Al caer la noche, Sonia vino a buscarnos para ver los noticieros. El campamento se reunió en la choza donde la pantalla ocupaba el lugar central. Nos asignó nuestros puestos y luego se retiró a prender la planta eléctrica. Un bombillo colgaba del techo, solitario, como un ahorcado. El bombillo se prendió y la tropa quedó extasiada. Yo no lograba comprender su entusiasmo. Esperaba sentada, en medio de hombres todos armados, el fusil entre las piernas. Sonia volvió, prendió el televisor y se marchó de nuevo, dejando una imagen distorsionada y crepitante. Nadie se movía: todos tenían los ojos pegados a la pantalla ciega. Sonia regresó una vez más, giró dos botones y una imagen borrosa, más en blanco y negro que en colores, se formó con dificultad en la televisión. El sonido curiosamente, se oía con toda claridad. El noticiero ya había empezado. Vi a Adair, mi jefe de logística. Todos acababan de ser liberados y hablaban emocionados de los últimos momentos que habían pasado con nosotros. Salté de la dicha. Mi emoción aparentemente no era contagiosa. Algunos pedían silencio sin ninguna amabilidad. Me hundí en mi banco, con los ojos húmedos.

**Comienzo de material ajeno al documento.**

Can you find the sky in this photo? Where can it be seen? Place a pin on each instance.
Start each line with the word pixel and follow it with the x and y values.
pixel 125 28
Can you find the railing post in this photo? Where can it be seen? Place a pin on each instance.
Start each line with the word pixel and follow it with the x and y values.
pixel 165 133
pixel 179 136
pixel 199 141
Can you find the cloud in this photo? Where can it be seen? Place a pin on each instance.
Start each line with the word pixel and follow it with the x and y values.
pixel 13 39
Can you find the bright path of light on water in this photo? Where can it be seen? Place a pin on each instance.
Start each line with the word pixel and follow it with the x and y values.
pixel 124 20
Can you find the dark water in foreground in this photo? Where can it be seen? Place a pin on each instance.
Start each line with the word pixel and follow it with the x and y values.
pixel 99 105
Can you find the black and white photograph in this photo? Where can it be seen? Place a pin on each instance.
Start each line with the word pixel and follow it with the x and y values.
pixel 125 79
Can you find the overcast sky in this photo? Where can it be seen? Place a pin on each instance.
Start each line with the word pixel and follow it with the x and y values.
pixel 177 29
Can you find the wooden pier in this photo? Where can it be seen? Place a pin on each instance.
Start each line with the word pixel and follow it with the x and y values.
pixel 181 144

No tenía sueño. La luna brillaba de nuevo y hacía bueno. Quería caminar para despejarme la mente. Isabel estaba de guardia y accedió sin dificultad a mi solicitud. Caminé varias veces de arriba abajo hasta los chontes, pasando frente a la cabaña de Sonia y siguiendo el cobertizo. Algunos convalecientes habían encendido su radio y me llegaban ecos de música tropical, como el recuerdo de una felicidad perdida.

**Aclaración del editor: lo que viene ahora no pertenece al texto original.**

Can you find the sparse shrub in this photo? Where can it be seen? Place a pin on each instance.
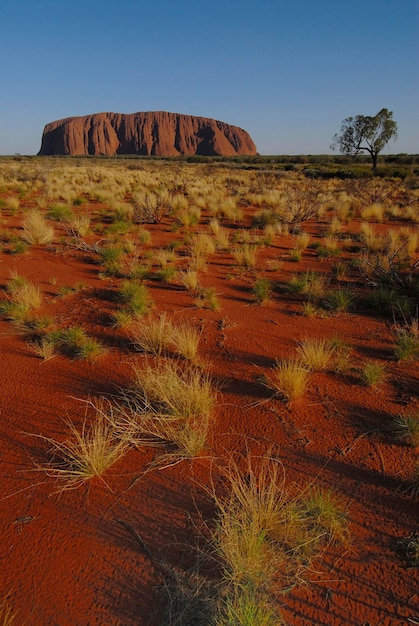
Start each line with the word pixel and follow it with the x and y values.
pixel 373 373
pixel 36 230
pixel 190 280
pixel 111 258
pixel 289 378
pixel 405 429
pixel 295 255
pixel 341 356
pixel 22 297
pixel 327 513
pixel 339 300
pixel 154 335
pixel 207 298
pixel 246 256
pixel 135 297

Imaginaba el mundo sin mí, en ese domingo de tristeza y de angustia para los que yo más amaba. Mis hijos, Melanie, Lorenzo, y Sebastián, el hijo mayor de Fabrice, seguramente ya se habrían enterado de la noticia. Esperaba que fueran fuertes. Habíamos contemplado en varias oportunidades el caso de un secuestro. Más que a un asesinato, era a una toma de rehén, lo que yo más temía. Les había dicho que no debían ceder jamás al chantaje y que más valía morir que someterse. Ahora ya no estaba tan segura. Ya no sabía qué pensar. Era su dolor, más que nada, lo que me resultaba insoportable. No quería que quedaran huérfanos: quería devolverles su vida de despreocupación. Me los imaginaba hablando entre ellos, unidos por el mismo tormento, tratando de reconstruir los momentos previos a mi secuestro, buscando comprender. Eso me dolía.